Earlier this year, the ship skin editor was released, which allowed once again to create custom liveries for the game (this feature was at some point an official feature by a Flash-based web skin editor, but that editor and server are long gone by now.

The custom skins are basically just a normal PSP-formatted save game, with a file called "16034453" that contains the texture data for the skin. But why is it called like that?

As we know from previous investigations into the WAD format, the "filename" in the WAD header is a 32-bit hash using the CRC-32 algorithm with 0xFFFFFFFF as the initial value (by default, CRC-32 uses 0x00000000 as its value).

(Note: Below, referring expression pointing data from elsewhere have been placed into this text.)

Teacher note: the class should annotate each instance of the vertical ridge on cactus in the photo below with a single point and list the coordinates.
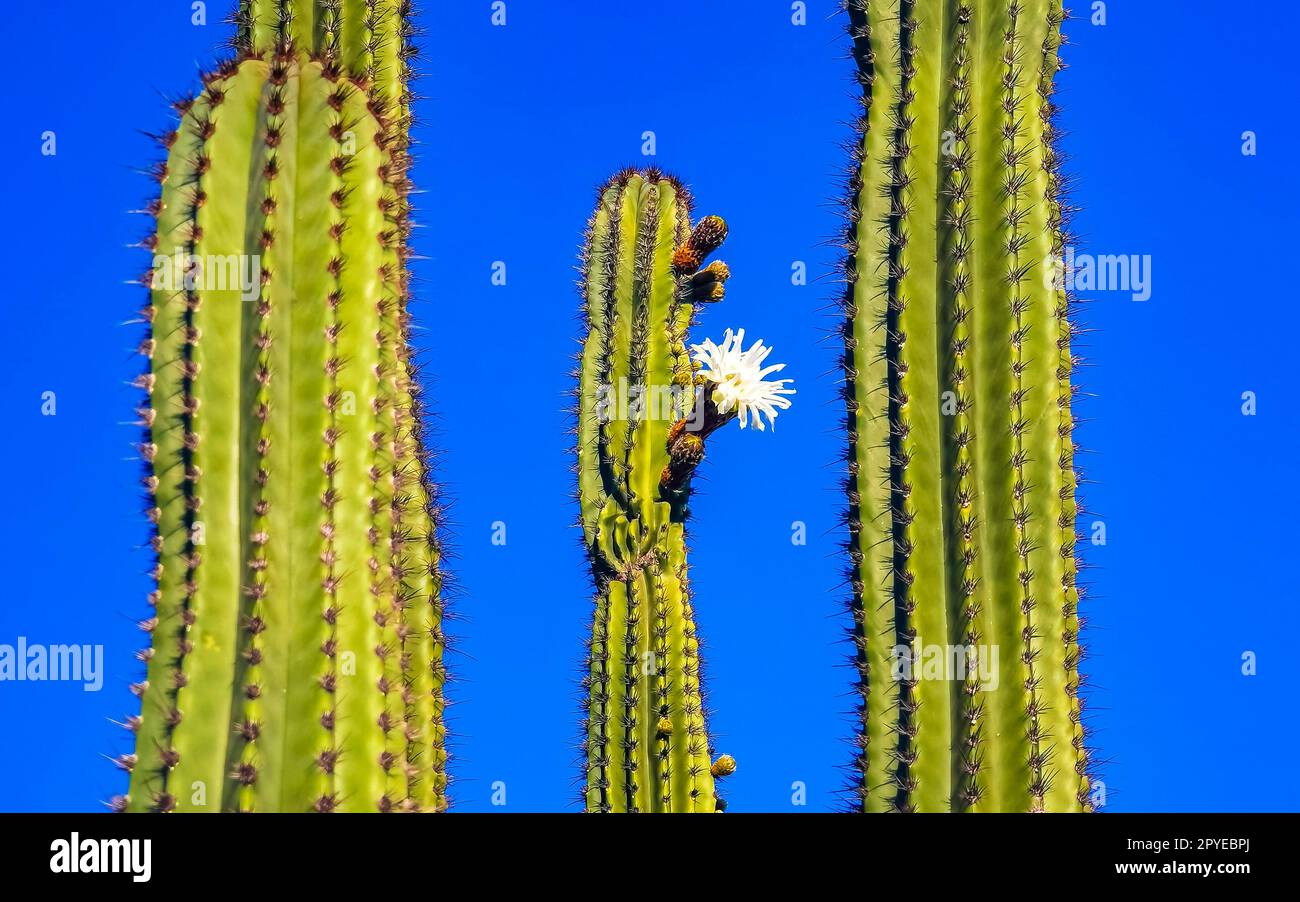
(646, 740)
(957, 380)
(297, 640)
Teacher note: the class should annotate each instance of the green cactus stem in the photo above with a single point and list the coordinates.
(297, 634)
(640, 437)
(961, 455)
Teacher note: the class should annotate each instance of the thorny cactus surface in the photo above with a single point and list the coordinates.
(645, 410)
(297, 636)
(961, 456)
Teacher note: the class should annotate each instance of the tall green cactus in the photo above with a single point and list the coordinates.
(642, 417)
(961, 458)
(297, 645)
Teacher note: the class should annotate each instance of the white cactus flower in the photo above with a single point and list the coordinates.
(740, 380)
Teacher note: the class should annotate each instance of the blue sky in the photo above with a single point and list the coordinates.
(519, 124)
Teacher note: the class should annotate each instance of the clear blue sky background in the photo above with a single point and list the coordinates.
(518, 126)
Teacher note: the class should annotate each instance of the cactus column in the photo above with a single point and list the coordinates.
(297, 645)
(638, 442)
(961, 458)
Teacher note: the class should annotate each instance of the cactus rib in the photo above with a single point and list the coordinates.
(297, 657)
(957, 381)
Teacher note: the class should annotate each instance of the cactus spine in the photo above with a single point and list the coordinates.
(961, 458)
(297, 645)
(646, 740)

The same algorithm is (for some reason) used to hash the "real" filename that the game looks up. The game is looking for image.dat as the filename. Instead of using the value of the hash as-is (like with WAD) or using the hexadecimal representation (which for a 32-bit value would always be 8 characters), the decimal representation is used. For a 32-bit unsigned integer, the decimal representation might be up to 10 characters (0xFFFFFFFF = 4294967295). Presumably in order to fit into the 8.3 file naming scheme, the decimal representation of the hash is therefore cut off to 8 characters, and this ends up being the 16034453 filename we have seen in the save games:

% python3
>>> import zlib
>>> zlib.crc32(b'image.dat', 0xFFFFFFFF)
160344534
>>> str(_)[:8]
'16034453'

This might be the reason why you don't see any mentions of "16034453" in the WipEout Pulse binary, but you DO see image.dat being used to open the ship skin. Given that it's basically using the same method (CRC-32 with different initial value) as the WAD file format, one could see this as weird "WAD contents in a folder" encoding, or maybe just a really simple form of obfuscation.

In any case, when you see 16034453, you now know it's a derived value from image.dat, which is what the game is looking for.